2) Bagaimana status kesehatan setiap anggota keluarga?
3) Bagaimana cara menanggulangi masalah kesehatan yang terjadi pada keluarga
tersebut?
1.3. Tujuan
Tujuan dilakukan kegiatan ini ialah :
1) Mengetahui peran anggota keluarga yang lain dalam mendukung salah sorang
anggota keluarga yang sedang sakit.
2) Mengetahui faktor-faktor dalam keluarga yang turut mempengaruhi penyakit
yang dialami salah satu anggota keluarga.
3) Memberi informasi kepada keluarga tentang penyakit yang dialami salah satu
anggota kelurga dan bagaimana peran anggota kelurga lainnya dalam mendukung
pengobatan terhadap anggota keluraga yang sakit dan pencegahan agar penyakit
yang sama tidak terjadi pada anggota keluraga yang lain.

1.4. Manfaat
Manfaat yang diharapkan dapat diperoleh dari kegiatan ini ialah :

1) Bagi Anggota Keluarga yang Sakit


Kiranya melalui kegiatan ini, anggota keluraga yang sakit dapat mengetahui
tentang sakitnya mulai dari gejala sampai cara pengobatannya.
2) Bagi Seluruh anggota Keluarga
Hasil dari kegiatan ini diharapkan dapat memberi banyak informasi pada seluruh
anggota keluarga untuk terus memberi dukungan pada anggota yang sakit demi
kelancaran pengobatan.
3) Bagi Tenaga Kesehatan
Kegiatan ini diharapkan memberi informasi bagi tenaga kesehatan untuk terus
meningkatkan kegiatan home visite dalam rangka meningkatklan prevalensi
kesehatan keluraga.

BAB II
TINJAUAN PUSTAKA
3

2.1. Defenisi
Menurut American Diabetes Association (ADA) tahun 2010, Diabetes melitus
merupakan suatu kelompok penyakit metabolik dengan karakteristik hiperglikemia yang
terjadi karena kelainan sekresi insulin, kerja insulin, atau keduanya.
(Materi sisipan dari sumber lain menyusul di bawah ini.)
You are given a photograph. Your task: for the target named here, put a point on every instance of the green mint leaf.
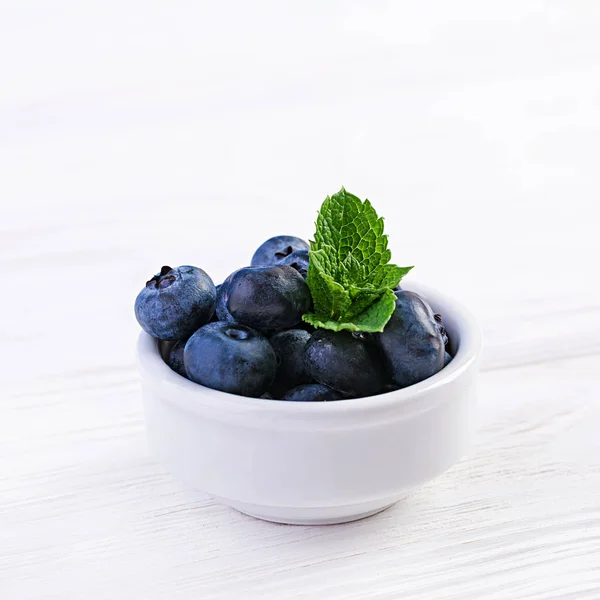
(373, 319)
(349, 273)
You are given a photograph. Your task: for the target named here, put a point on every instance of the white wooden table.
(133, 136)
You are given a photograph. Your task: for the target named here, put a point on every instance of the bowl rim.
(190, 394)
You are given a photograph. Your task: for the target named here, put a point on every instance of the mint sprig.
(349, 275)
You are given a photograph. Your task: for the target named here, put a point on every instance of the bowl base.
(309, 516)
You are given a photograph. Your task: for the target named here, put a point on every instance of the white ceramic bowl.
(314, 463)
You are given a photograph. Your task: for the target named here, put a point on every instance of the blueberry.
(297, 260)
(231, 358)
(269, 299)
(176, 358)
(221, 305)
(289, 347)
(345, 363)
(412, 345)
(175, 302)
(277, 248)
(441, 328)
(312, 392)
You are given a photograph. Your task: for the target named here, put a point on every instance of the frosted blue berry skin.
(176, 302)
(345, 362)
(289, 346)
(175, 359)
(297, 260)
(312, 392)
(277, 248)
(269, 299)
(230, 358)
(411, 345)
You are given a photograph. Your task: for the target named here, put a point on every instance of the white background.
(137, 134)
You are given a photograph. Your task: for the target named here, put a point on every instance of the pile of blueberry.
(246, 336)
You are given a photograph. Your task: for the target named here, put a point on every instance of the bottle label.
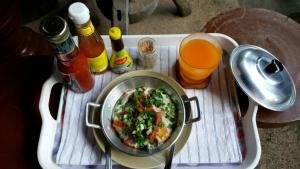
(99, 63)
(87, 30)
(121, 61)
(71, 82)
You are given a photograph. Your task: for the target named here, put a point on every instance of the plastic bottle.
(71, 62)
(120, 61)
(90, 42)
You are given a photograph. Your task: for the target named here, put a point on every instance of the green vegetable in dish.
(145, 118)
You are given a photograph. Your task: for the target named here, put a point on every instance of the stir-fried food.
(144, 117)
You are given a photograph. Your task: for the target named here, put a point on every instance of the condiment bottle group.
(71, 62)
(89, 41)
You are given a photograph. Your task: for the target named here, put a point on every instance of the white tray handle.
(48, 130)
(251, 137)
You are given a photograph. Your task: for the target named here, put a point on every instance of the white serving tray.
(49, 125)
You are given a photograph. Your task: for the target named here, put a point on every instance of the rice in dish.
(144, 118)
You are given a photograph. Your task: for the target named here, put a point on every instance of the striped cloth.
(213, 141)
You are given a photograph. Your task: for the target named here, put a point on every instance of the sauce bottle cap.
(115, 33)
(79, 13)
(55, 29)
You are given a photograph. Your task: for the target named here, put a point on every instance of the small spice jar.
(147, 48)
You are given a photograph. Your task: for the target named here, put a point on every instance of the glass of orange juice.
(199, 56)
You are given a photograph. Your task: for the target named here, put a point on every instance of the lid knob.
(274, 67)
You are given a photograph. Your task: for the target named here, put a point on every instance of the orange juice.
(199, 56)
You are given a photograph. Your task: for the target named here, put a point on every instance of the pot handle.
(87, 111)
(188, 100)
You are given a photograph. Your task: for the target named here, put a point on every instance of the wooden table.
(276, 33)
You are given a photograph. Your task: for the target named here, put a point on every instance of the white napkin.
(213, 140)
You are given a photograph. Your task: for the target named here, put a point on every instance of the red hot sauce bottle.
(71, 61)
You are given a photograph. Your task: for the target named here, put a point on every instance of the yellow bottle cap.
(115, 33)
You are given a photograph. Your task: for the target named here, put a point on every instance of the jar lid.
(115, 33)
(79, 13)
(263, 77)
(55, 29)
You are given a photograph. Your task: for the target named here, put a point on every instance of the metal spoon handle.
(170, 157)
(108, 157)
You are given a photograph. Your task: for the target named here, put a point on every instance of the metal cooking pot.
(117, 91)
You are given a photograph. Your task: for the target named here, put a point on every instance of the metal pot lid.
(262, 77)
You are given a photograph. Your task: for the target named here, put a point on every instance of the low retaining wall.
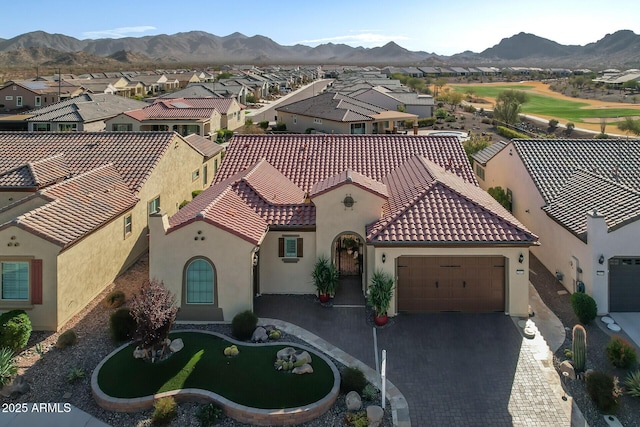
(245, 414)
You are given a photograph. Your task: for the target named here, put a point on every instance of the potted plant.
(325, 277)
(379, 295)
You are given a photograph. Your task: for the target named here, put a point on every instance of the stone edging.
(399, 405)
(245, 414)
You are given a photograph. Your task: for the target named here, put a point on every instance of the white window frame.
(2, 278)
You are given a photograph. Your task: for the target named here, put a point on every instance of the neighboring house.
(86, 112)
(582, 197)
(27, 95)
(409, 102)
(231, 112)
(74, 210)
(336, 113)
(409, 205)
(177, 115)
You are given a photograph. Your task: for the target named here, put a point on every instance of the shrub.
(243, 325)
(75, 374)
(356, 419)
(584, 307)
(15, 329)
(8, 366)
(122, 325)
(510, 133)
(352, 379)
(633, 384)
(165, 409)
(208, 414)
(115, 299)
(67, 339)
(621, 354)
(600, 387)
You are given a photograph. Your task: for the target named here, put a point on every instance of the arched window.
(200, 281)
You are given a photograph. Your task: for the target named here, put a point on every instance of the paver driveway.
(454, 369)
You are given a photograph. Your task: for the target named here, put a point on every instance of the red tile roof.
(133, 154)
(427, 203)
(77, 206)
(430, 205)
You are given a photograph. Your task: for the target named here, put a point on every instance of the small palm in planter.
(325, 278)
(379, 295)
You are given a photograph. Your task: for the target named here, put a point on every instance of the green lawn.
(248, 379)
(563, 110)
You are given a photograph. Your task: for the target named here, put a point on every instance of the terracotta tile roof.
(429, 205)
(308, 159)
(203, 145)
(77, 206)
(349, 177)
(618, 204)
(552, 162)
(133, 154)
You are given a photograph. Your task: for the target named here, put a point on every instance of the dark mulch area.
(597, 339)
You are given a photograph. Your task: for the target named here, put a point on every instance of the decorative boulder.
(260, 335)
(566, 369)
(139, 353)
(304, 369)
(302, 355)
(17, 385)
(285, 353)
(176, 345)
(374, 415)
(353, 401)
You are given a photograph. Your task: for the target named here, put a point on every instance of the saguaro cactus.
(579, 348)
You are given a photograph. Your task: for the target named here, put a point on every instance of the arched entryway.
(348, 256)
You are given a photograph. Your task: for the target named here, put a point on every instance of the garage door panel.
(473, 284)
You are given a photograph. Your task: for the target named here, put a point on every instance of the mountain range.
(620, 50)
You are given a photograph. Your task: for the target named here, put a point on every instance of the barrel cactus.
(579, 348)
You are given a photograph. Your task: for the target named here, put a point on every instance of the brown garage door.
(475, 284)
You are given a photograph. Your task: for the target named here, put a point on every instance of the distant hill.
(620, 50)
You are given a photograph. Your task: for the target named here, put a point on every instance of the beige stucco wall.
(280, 275)
(517, 285)
(560, 250)
(230, 255)
(305, 122)
(334, 219)
(43, 316)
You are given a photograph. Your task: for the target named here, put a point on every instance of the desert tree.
(154, 311)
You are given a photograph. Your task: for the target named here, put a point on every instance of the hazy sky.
(442, 27)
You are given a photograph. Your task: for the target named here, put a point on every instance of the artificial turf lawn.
(248, 379)
(574, 111)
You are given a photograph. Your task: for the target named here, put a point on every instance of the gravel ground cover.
(597, 340)
(45, 367)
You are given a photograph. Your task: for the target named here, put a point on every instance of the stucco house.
(74, 210)
(178, 115)
(336, 113)
(582, 197)
(409, 205)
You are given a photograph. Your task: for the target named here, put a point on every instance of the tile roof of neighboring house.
(204, 146)
(85, 108)
(427, 204)
(486, 154)
(75, 207)
(349, 177)
(585, 192)
(133, 154)
(552, 162)
(221, 104)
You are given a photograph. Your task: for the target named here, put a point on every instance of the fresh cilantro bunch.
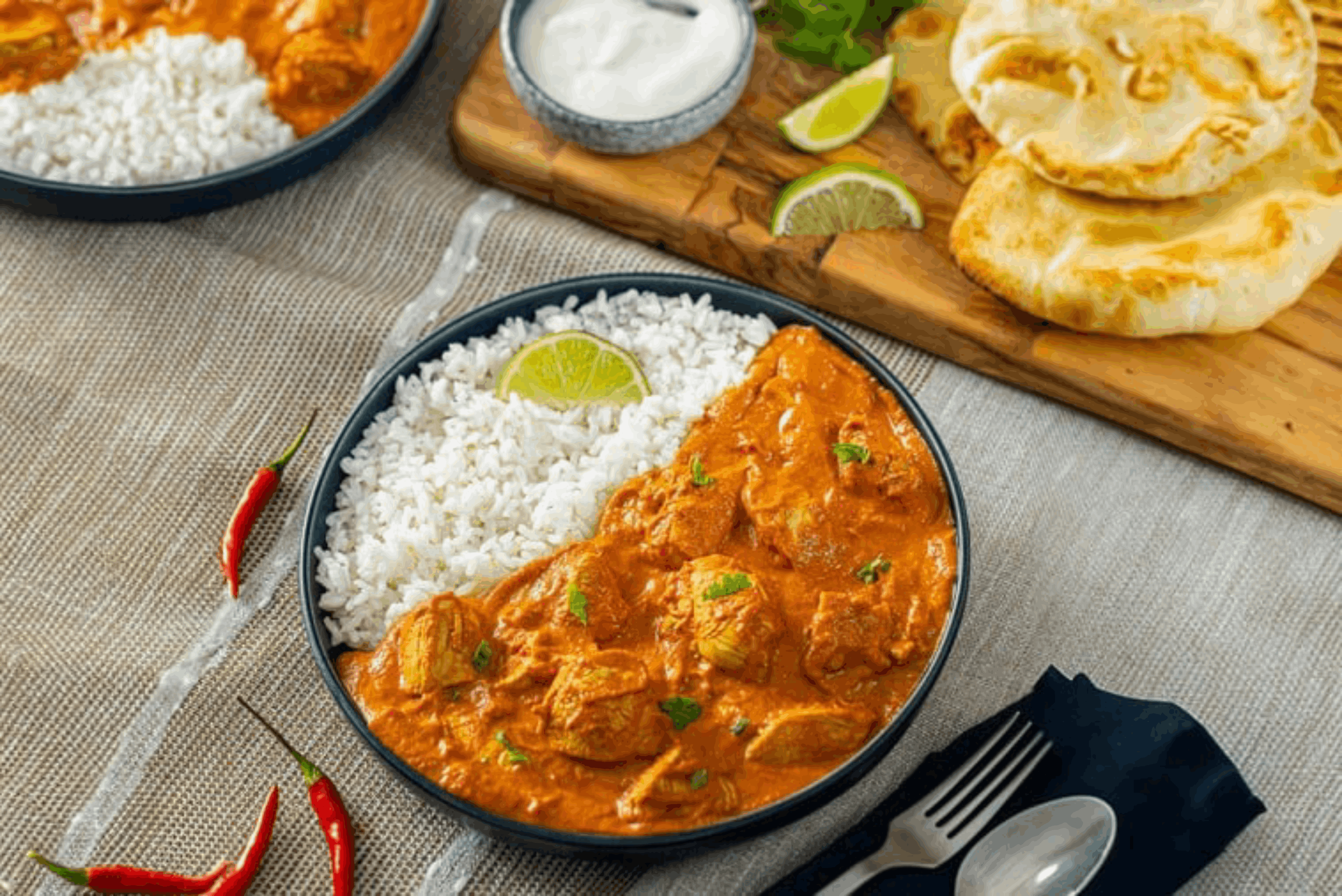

Angka kejadian diabetes
melitus didunia mencapai 171 juta orang pada tahun 2000 dan ini diprediksikan meningkat
menjadi 366 juta oleh 2030. (4)(5)
Diabetes adalah suatu kondisi terutama didefinisikan oleh tingkat hiperglikemia yang
menimbulkan risiko kerusakan mikrovaskuler (retinopati, nefropati, dan neuropati). Hal ini
terkait dengan berkurangnya harapan hidup, morbiditas yang signifikan karena terkait
komplikasi mikrovaskuler, peningkatan risiko Komplikasi makrovaskuler (penyakit jantung
iskemik, stroke dan penyakit vaskular perifer. American Diabetes Association (ADA)
memperkirakan biaya nasional diabetes di Amerika Serikat tahun 2002 menjadi US $ 132
miliar, meningkat menjadi US $ 192 miliar di 2020. (5)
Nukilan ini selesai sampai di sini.